L’ipotesi di riforma è adeguata e convincente e prevede tra l’altro specifici interventi sulla disciplina processuale al fine di garantire: 1) l’applicazione del medesimo rito a tutti i procedimenti di affidamento dei figli minori nati nel matrimonio e fuori da esso, separazione e divorzio e di modifica delle condizioni precedentemente stabilite dall’ A.G.; 2) modifiche legislative per i procedimenti de potestate volte a garantire il rispetto del principio del contraddittorio, la possibilità per i difensori di interloquire su tutto il materiale istruttorio e all’udienza “conclusiva” del procedimento; 3) semplificazione e razionalizzazione dei riti relativi ai procedimenti di volontaria giurisdizione, già di competenza del T.m. o del g.t. o del Tribunale nonché ai procedimenti relativi a interdizione, inabilitazione, amministrazione di sostegno ecc.; 4) individuazione di procedimenti a trattazione monocratica, fermo restando che quelli a trattazione collegiale potranno essere a composizione togata (tre magistrati togati) o multiprofessionale (due magistrati togati, più due magistrati onorari) nei casi in cui si verte in materia di diritti di soggetti minorenni.
Altra ipotesi di riforma percorribile – se si vuole che il Tribunale che si occupa dei minorenni e delle famiglie sia un giudice di prossimità con le necessarie caratteristiche di specializzazione, esclusività delle funzioni e unitarietà della giurisdizione – può fondarsi sulla previsione di un Tribunale che mantenga le sue articolazioni periferiche all’interno dei vari Tribunali del distretto ove l’ufficio svolgerà le competenze che oggi sono esercitate dal giudice ordinario (g.t. e g.o.), utilizzando le risorse ivi esistenti da coordinare e riorganizzare unitamente a quelle in sede distrettuale, mentre le competenze che costituiscono il cuore della materia minorile (tra cui competenze nel settore penale, adozioni, sottrazione internazionale di minori) dovranno necessariamente restare proprie della sede distrettuale o comunque di una sede che comprenda più circondari di piccole dimensioni.
La realizzazione di riforme efficaci e responsabili necessita di impegni di spesa, adempimenti organizzativi e modifiche legislative; nonostante i tempi di crisi economica e le esigue disponibilità di fondi destinati al settore giustizia, non è utile avvallare proposte di riforma “a costo zero” della cui riuscita è facile dubitare se solo si tiene conto delle realtà degli uffici giudiziari sulle quali esse vanno a incidere.

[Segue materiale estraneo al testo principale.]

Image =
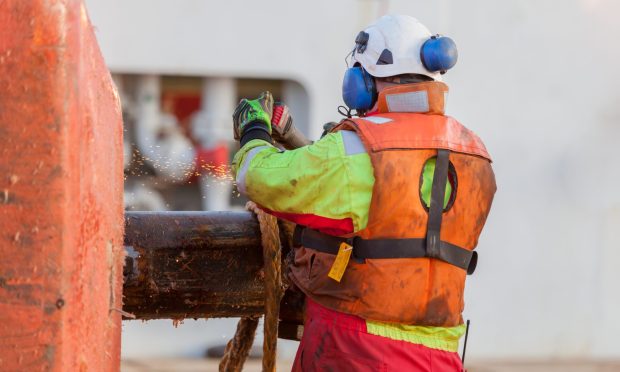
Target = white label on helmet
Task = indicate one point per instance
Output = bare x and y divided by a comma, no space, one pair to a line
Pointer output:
408,102
378,119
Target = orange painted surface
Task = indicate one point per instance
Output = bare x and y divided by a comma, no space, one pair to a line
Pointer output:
61,212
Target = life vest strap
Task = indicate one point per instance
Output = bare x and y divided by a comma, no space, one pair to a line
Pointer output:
387,248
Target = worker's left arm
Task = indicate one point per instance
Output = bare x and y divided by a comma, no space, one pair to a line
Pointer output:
315,185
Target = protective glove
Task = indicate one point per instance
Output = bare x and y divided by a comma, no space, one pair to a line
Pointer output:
251,115
284,131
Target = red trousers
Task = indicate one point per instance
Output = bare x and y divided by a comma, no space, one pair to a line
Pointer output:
335,341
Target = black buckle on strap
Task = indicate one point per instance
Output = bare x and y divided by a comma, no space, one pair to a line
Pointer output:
386,248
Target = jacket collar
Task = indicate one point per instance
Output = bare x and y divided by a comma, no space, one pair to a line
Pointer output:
427,97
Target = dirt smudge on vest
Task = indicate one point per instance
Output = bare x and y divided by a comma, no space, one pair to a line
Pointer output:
438,310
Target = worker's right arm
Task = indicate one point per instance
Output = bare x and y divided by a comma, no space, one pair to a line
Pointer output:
326,185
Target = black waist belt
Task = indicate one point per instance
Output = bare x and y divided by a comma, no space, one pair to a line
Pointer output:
387,248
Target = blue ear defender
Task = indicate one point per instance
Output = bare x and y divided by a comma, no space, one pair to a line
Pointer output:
358,89
439,54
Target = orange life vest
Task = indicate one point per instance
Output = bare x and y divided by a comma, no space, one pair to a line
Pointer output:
428,288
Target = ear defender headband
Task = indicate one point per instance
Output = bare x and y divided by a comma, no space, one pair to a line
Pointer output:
359,91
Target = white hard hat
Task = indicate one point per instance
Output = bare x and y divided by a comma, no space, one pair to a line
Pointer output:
391,46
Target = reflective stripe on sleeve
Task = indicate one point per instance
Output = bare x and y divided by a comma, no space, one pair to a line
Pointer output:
352,143
244,169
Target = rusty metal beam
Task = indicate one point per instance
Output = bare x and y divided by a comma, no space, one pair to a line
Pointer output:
195,265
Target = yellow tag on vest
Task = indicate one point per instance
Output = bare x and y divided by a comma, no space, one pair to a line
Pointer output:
341,262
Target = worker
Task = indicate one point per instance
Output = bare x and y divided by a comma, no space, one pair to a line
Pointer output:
389,206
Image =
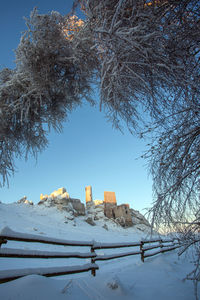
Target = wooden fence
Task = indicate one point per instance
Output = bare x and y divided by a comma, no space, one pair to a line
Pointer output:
9,235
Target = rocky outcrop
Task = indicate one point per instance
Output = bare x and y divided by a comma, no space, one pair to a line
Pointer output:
120,213
138,218
109,197
25,201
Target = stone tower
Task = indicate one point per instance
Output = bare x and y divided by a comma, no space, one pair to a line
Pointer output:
88,194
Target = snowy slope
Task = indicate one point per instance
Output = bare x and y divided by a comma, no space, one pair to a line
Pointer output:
159,277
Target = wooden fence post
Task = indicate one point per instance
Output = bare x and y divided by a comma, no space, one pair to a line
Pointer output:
161,244
93,271
142,250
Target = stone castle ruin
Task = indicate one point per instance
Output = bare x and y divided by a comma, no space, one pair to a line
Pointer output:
120,213
61,199
94,210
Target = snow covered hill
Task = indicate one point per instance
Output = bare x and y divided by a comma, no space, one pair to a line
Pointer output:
159,277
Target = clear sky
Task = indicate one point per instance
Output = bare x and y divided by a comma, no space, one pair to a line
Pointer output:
88,151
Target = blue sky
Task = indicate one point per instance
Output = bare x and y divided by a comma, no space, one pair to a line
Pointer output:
88,151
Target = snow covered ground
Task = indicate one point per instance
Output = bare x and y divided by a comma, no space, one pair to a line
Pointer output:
159,277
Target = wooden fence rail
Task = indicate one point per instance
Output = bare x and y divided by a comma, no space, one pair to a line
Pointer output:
9,235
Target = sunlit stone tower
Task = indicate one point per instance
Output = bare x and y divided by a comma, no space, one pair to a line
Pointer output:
88,194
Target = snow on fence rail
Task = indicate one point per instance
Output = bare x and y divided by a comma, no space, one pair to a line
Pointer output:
9,235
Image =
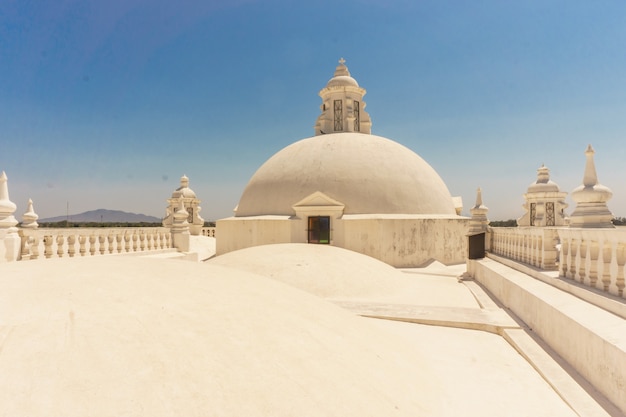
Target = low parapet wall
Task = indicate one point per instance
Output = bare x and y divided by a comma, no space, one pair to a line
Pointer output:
590,339
59,243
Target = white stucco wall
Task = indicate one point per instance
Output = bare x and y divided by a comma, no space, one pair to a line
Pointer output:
399,240
237,233
407,241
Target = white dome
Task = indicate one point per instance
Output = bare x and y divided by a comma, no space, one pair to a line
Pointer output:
369,174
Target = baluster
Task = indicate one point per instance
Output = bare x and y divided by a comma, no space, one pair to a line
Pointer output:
71,245
607,249
34,247
564,257
81,242
583,260
575,248
118,240
594,251
126,241
47,243
101,247
60,240
620,281
110,240
149,239
92,245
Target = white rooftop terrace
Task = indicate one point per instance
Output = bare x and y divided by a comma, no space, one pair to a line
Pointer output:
276,330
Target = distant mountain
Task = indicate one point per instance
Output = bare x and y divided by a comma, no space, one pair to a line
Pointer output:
105,216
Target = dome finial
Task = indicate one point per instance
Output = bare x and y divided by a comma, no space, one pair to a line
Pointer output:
341,69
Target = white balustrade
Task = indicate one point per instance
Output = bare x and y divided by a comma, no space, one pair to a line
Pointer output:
91,241
532,245
594,257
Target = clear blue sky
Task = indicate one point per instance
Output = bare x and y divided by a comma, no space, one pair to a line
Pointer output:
105,104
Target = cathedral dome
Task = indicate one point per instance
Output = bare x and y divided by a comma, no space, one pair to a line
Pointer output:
368,174
342,77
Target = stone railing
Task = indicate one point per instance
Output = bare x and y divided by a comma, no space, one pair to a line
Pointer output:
536,246
59,243
594,257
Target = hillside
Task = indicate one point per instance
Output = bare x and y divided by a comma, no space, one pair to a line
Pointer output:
103,215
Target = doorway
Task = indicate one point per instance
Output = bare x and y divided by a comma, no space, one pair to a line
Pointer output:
319,229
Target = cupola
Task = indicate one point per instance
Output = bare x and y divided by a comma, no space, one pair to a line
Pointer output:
343,108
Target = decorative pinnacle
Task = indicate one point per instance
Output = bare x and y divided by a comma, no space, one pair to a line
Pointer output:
342,69
591,177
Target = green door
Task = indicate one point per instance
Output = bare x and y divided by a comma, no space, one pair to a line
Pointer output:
319,229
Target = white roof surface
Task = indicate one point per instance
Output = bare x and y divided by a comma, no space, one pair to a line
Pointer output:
117,335
367,173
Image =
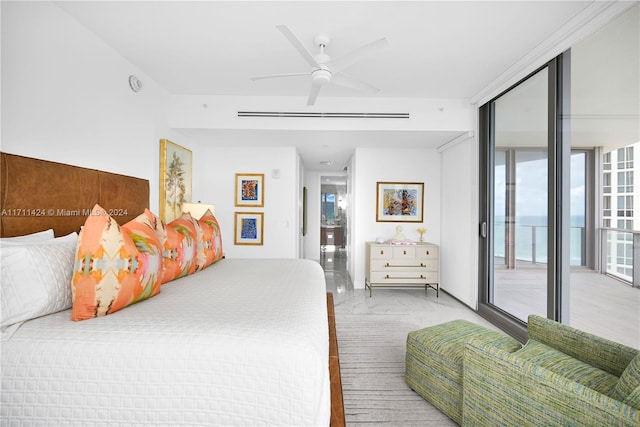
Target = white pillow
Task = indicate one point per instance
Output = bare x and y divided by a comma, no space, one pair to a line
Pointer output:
36,278
33,237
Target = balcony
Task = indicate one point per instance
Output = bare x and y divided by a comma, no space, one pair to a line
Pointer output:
593,295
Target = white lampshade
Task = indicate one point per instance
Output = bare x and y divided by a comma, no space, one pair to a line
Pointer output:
197,209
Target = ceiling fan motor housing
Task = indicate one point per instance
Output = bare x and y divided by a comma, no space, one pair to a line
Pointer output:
321,76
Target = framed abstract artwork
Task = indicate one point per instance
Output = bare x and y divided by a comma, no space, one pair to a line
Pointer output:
248,228
399,201
175,179
250,190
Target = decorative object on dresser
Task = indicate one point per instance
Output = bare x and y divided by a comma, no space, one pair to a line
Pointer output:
402,266
399,201
175,179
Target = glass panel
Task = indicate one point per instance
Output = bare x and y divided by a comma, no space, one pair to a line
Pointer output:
577,233
605,111
519,285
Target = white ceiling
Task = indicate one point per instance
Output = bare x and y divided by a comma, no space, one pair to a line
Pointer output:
437,49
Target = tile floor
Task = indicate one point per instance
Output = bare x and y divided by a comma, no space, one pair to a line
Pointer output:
419,306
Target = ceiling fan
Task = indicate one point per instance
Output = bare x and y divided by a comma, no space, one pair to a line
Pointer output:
324,70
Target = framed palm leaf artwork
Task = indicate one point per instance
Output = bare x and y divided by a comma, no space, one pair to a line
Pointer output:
175,179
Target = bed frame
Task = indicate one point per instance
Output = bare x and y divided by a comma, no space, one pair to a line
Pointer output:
36,195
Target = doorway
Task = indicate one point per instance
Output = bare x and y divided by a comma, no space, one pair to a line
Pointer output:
334,222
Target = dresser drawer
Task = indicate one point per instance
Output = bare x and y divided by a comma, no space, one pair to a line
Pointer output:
419,264
404,252
423,251
381,252
403,277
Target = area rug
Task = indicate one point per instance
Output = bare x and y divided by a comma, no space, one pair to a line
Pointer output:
372,351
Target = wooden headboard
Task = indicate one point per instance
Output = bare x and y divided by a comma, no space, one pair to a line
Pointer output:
36,195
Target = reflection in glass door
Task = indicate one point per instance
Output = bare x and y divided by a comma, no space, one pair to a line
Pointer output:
520,222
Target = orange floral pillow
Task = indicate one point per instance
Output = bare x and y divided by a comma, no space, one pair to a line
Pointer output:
213,238
114,266
179,248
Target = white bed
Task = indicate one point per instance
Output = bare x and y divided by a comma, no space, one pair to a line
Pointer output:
243,342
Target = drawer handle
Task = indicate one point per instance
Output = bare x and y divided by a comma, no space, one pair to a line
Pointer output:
389,265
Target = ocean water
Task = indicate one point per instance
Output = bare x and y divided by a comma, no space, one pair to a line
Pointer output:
531,238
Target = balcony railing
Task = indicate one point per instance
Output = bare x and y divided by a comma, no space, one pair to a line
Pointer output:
619,250
531,244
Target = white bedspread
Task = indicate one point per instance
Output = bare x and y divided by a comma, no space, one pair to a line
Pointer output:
244,342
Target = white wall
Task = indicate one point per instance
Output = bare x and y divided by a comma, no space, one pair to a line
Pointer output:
371,165
214,183
312,239
66,97
459,230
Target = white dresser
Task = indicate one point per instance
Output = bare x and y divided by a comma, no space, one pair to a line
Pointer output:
402,266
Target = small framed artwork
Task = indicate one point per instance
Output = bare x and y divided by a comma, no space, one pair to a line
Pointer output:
399,201
175,179
250,190
248,228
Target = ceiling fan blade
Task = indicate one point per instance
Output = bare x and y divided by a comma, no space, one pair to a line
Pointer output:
273,76
313,94
298,45
350,58
342,79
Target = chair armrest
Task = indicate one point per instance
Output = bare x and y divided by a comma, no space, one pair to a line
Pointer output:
499,388
599,352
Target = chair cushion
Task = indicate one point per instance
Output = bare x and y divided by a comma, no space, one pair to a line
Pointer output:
629,380
567,366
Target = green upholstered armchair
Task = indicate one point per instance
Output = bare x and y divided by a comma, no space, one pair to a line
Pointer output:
561,377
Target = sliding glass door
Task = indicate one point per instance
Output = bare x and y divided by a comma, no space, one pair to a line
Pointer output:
520,199
559,226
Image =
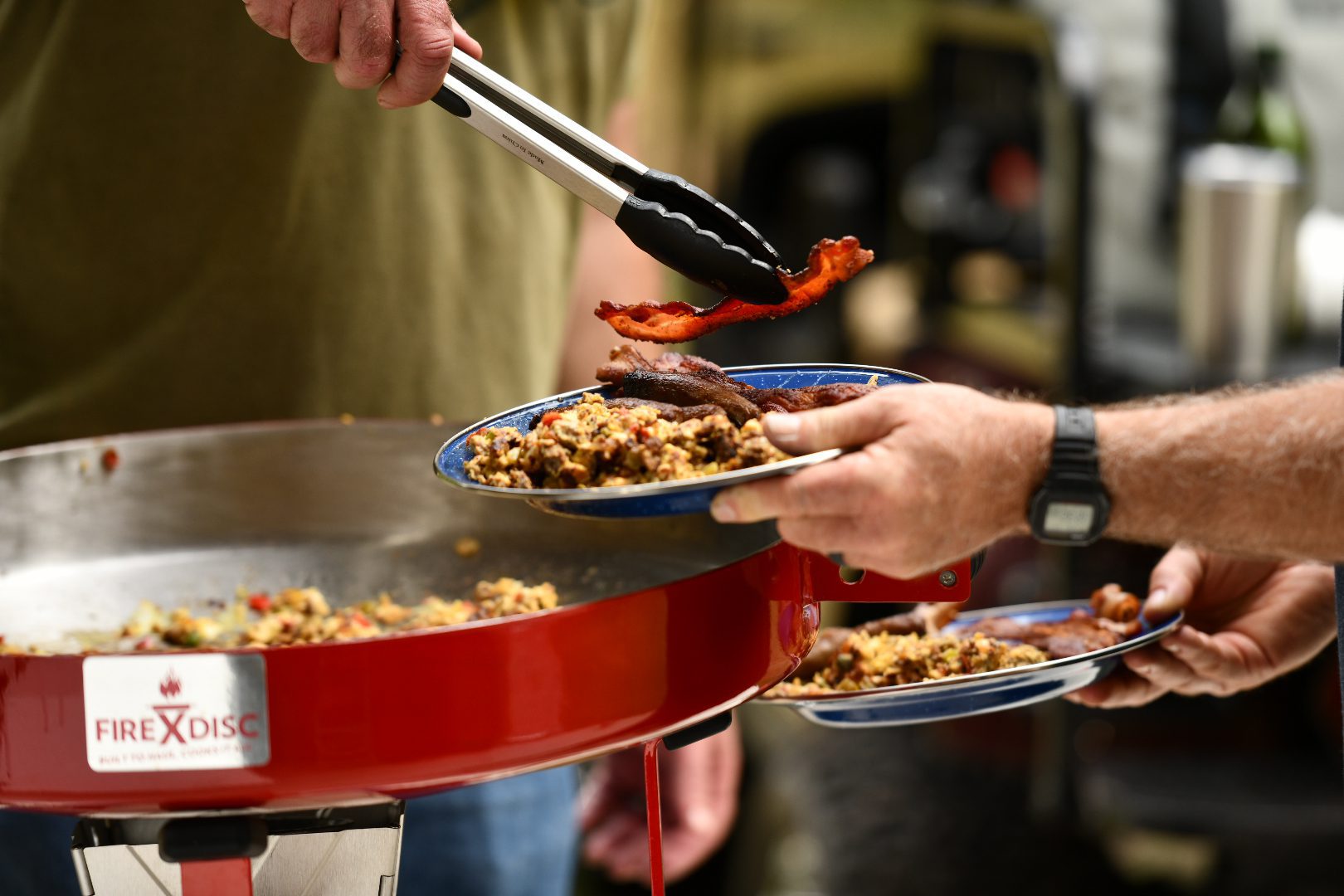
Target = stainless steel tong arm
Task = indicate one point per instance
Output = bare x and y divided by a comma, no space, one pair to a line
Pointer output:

Alle note difficoltà finanziarie occorre rispondere che tra i doveri di una democrazia evoluta vi è senz’altro quello di offrire a ciascun “figlio” uguali opportunità di crescere, studiare, migliorarsi. Occorre “investire nei bambini: rompere il circolo vizioso di svantaggio”, come ha suggerito la Commissione Europea, sollecitando gli Stati membri a mettere al centro dell'agenda il tema dell'infanzia e degli investimenti necessari per combattere la povertà dei bambini, affinché a tutti sia data la possibilità di crescere uguali.
È indispensabile un cambiamento che parta dalla considerazione che l’utilizzo di risorse (economiche e umane) per la tutela dei minori e delle famiglie non è un costo ma un investimento che “paga” sia in termini di tutela di diritti che in un'ottica di risparmio per il futuro.